03 April 2017 - 22:52
News ID: 428642
A
Rasa - At the Pentagon regime’s department of lies, damn lies, and fake statistics, it is better to offer no excuse than a bad one.
Iraqi firefighters look for bodies buried under the rubble, of civilians who were killed after an airstrike targeting ISIL terrorists prompted a massive explosion in Mosul, Iraq, on March 27, 2017. (Photo by Reuters)

 

The cabal of US war criminals are still under the illusion that if they tell a big enough lie and tell it frequently enough, it will be believed by the international community. Take, for instance, high civilian casualties in Iraq and Syria, or in Yemen and Afghanistan. That the Pentagon has a habit of dramatically undercounting the number of civilians it has killed in these countries is increasingly itself an understatement. With heavy documentation of scores of civilians being killed in the month of February alone, the Pentagon is desperate to cut out its work for keeping this month’s civilian death report low.

But it is wishful thinking. Despite dozens of civilians getting killed in Iraq and Syria on a daily basis, despite growing attention on the civilian death toll from US air strikes, and despite the several hundred killed in March alone, the Pentagon regime is taking us for fools to admit to only four civilians killed in February!

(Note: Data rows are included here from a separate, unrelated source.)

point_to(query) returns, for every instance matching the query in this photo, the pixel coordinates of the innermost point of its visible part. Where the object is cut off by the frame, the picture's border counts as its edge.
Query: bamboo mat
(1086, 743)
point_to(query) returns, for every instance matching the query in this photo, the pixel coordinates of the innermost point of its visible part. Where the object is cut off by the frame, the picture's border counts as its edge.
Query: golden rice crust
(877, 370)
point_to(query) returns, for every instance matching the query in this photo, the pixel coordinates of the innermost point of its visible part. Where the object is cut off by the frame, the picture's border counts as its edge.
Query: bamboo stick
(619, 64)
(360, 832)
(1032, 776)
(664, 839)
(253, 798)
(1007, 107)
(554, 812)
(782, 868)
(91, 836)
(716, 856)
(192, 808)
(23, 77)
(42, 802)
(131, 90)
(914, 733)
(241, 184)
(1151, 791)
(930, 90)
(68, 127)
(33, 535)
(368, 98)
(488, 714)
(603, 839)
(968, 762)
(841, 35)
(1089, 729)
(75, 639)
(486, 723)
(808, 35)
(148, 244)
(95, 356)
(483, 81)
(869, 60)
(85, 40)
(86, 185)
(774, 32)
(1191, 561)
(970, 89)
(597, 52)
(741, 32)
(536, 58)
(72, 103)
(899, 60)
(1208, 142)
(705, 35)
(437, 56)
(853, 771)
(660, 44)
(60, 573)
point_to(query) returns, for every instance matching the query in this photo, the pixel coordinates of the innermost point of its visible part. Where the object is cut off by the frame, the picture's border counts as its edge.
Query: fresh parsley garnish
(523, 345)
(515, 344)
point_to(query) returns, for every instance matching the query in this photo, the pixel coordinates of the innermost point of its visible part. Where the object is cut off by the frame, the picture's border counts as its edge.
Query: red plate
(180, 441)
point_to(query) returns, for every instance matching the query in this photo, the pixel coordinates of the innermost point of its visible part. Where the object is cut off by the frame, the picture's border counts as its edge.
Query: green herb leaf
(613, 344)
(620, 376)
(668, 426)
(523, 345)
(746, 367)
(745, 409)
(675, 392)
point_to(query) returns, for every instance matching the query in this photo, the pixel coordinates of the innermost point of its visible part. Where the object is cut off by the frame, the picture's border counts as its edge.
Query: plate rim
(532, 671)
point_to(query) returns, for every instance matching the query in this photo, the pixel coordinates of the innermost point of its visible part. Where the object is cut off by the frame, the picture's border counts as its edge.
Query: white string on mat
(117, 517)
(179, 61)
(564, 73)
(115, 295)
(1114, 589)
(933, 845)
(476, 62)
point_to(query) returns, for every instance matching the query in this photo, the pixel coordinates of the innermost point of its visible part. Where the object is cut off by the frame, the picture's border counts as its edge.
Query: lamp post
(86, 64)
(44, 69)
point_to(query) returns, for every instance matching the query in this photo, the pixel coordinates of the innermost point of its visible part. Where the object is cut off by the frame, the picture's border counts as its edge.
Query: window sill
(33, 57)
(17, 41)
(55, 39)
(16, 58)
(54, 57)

What is clear is that the worse US violations of International Humanitarian Law get in Syria and Iraq, the more opportunities there are for the Pentagon to come up with new lies and fake statistics. Anyone who professes to worry about high civilian casualties thus ought to worry about the US-instigated humanitarian crises there. Append the further observation that the repeated response by the Pentagon to international criticism and condemnation has been - if it is not otherwise restrained - to kill even more civilians, making the humanitarian crises there even worse.

However, fake reports will do nothing to help fix the problems of Syria and Iraq. Neither will dramatically under-counting the number of civilians the US has killed, for that matter. 

And it is not just American officials that use such watered-down language. Britain and France also largely echo the US government line to greatly influence what the public thinks about their own complicity in civilian massacres. Their whitewashed lies and reports are remarkably reminiscent of those composed by the Pentagon to cover up the high-profile US-NATO massacre of civilians in Iraq and Syria.

To substantiate, they also contradict themselves in reporting on the recent Mosul massacre. They misleadingly claim that the genocidal Salafi jihadist group of ISIL (a brutal group that emerged because of the US war on Iraq), and not the US-led coalition was responsible for killing 200 civilians in the Mosul airstrike! They go even further. They try to exculpate the US for the atrocity, instead blaming ISIL for hiding among civilians and using them as human shields.

The problem is, the details are not that murky, as Iraqi military officers and government officials have all said, “The blast was caused by a US airstrike called on ISIL snipers on the roof of a building.” If that’s not enough, the commander of the US-led task force fighting ISIL has also tepidly admitted, “My initial assessment is that we probably had a role in these casualties in Mosul.” More direct reports also slowly come trickling out, saying comparable US-led atrocities are happening in Syria.

The dust has settled and the facts have become clearer. The Pentagon regime cannot downplay its atrocities: Carnage in Iraq and Syria is surging under the Trump White House. It is wrong to only focus on the extreme brutality of ISIL, a genocidal Salafi jihadist group that slaughters civilians from religious and ethnic minority groups. It is perhaps understandable that much of the global attention is on its crimes. But the United States and its allies are at fault too.

The atrocities committed by US-led coalition air strikes on the pretext of targeting ISIL militants cannot be ignored. Such an approach is a recipe for disaster, as the US and NATO allies have demonstrated a tendency to exploit ISIL atrocities for propaganda and military escalation.

Little ink has been spilled in the Western media for this truth, nonetheless. According to the monitoring group Airwars, as many as 1,000 civilians were killed by US-led coalition actions in Iraq and Syria just in the month of March. Many more civilians have been killed in the past two years, yet their deaths have received little attention not only by the “fakestream” corporate news networks, but also by the United Nations.

There is no real discussion at the United Nations, let alone political debate, about whether or not the US-led bombing of civilians on the pretext of bombing ISIL is a good idea - not to mention whether or not these airstrikes are actually legal and would ultimately defeat the hyper-sectarian ISIL in the first place.

Per usual, mass casualty “incidents” will continue to rise by US-led forces in Iraq and Syria. And the United Nations won’t be able to do anything about it. The world body will never investigate these atrocities, much less hold to account those guilty. It simply reflects UN’s deference to power. If the US government reports something, there are countless UN officials and allied ambassadors waiting in line to obediently echo it. With acquiescence, if not complicity, the UN has a long history of acting as mouthpiece to the US power.